Was there anyone left, he thought drowsily, who could come with yet another story of the blasted gem? He was already half asleep, but there passed before his drooping eyes what seemed a regiment: Galton had been sure of it—he had seen it, seen it on Bill; Bill had been sure of it—he had tested it, tested it on McTaggart; McTaggart had been sure of it—he had got it by second sight, and was absolutely certain of Collop; and Collop—oh well! God bless Collop! For after all he had produced it—snatched from the talons of a fowl. The elderly gentleman's head drooped and nodded; the cigarette fell from his lax fingers; it set fire to the Aubusson carpet, which smouldered in faint wreaths, but did no harm, and soon went out. Thus did the adventure of the Emerald of Catherine the Great end, as all things end, in smoke.
* * * * * * *
Far, far, in the less pretentious but roomy apartments of the East Wing, George Whaley, suffering untold things, sought for and found the Boy, the culprit, Ethelbert.
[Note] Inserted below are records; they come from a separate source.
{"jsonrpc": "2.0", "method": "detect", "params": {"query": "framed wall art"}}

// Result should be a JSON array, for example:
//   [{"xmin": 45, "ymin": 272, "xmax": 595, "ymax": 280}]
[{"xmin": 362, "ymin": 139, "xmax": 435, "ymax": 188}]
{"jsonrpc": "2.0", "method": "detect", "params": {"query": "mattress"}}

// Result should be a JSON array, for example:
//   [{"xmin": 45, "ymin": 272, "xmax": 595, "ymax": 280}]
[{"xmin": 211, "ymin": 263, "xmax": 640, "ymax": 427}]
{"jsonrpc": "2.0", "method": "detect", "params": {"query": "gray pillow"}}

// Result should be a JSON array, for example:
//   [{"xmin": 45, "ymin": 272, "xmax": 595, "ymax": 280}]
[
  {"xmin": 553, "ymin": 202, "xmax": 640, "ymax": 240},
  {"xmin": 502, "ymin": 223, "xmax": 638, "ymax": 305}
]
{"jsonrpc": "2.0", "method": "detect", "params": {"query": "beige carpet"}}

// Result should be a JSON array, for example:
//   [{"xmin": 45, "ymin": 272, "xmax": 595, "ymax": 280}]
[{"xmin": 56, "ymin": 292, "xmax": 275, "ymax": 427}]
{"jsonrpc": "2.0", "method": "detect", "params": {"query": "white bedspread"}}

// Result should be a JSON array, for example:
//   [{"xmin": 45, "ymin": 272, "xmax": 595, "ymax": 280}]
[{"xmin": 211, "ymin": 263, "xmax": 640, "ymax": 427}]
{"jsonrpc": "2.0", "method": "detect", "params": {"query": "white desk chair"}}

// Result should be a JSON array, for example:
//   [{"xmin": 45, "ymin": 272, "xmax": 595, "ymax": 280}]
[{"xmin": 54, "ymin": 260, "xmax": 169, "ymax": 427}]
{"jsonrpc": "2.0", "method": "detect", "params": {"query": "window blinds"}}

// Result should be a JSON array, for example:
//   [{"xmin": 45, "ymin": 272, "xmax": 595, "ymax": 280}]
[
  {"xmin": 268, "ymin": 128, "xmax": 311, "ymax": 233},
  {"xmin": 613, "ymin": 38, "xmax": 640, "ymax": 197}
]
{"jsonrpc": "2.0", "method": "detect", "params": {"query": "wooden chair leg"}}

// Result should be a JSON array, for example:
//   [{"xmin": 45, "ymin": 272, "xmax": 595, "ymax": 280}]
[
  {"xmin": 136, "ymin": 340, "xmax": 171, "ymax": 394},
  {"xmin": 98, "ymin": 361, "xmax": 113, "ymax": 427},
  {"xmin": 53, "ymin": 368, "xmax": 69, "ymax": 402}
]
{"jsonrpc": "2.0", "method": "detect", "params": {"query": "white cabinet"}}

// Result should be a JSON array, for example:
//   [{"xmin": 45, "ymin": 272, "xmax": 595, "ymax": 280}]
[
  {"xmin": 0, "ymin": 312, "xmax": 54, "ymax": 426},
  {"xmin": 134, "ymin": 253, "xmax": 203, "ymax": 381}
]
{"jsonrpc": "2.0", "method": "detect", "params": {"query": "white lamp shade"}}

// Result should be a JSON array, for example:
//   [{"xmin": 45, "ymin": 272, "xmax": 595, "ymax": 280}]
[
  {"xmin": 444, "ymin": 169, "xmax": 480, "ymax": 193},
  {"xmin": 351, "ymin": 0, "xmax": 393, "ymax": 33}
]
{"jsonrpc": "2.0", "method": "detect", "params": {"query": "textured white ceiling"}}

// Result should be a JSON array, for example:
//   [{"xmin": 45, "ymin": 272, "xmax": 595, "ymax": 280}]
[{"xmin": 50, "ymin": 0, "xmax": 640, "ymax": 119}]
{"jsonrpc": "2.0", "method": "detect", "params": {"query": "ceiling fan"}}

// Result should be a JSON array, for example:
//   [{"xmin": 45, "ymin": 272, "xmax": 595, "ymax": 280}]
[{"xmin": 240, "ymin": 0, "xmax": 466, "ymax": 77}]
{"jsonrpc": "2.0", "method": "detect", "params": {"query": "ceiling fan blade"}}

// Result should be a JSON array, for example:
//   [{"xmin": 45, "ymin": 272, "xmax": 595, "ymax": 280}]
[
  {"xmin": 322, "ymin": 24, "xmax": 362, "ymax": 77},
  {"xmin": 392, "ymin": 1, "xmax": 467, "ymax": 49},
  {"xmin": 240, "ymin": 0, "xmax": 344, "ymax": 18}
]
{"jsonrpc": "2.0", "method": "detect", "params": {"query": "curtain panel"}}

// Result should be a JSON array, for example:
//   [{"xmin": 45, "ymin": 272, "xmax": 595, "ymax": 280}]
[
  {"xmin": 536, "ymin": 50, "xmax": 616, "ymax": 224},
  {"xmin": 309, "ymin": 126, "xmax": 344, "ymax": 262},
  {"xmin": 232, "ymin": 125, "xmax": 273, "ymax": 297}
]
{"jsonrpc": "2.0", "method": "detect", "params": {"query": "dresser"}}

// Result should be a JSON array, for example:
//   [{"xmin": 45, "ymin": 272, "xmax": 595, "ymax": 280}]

They met in the passage that leads from the servants' hall to the Yard; but when I say met, I rather mean that their visages encountered the one the other at the turn of a corner separated by a space of some five yards.
The countenance of George Whaley at that moment was not one to inspire confidence in the young. There was blood on his cheek-bone. His collar was torn, and all adrift upon the starboard side; his tie was under his ear; there was a gaping tear in his coat.
"Ow! You young dose of poison!" bawled the injured man, as he lunged forward upon his prey, and with a loud cry Ethelbert fled. He fled through the open door into the coal yard, George Whaley limping after. There stood against the wall of the yard, leaning to its summit, a crazy old ladder. The light boy Ethelbert nipped up it, and at its foot stood the unhappy and ponderous victim of his misleading confidences, shaking an impotent fist.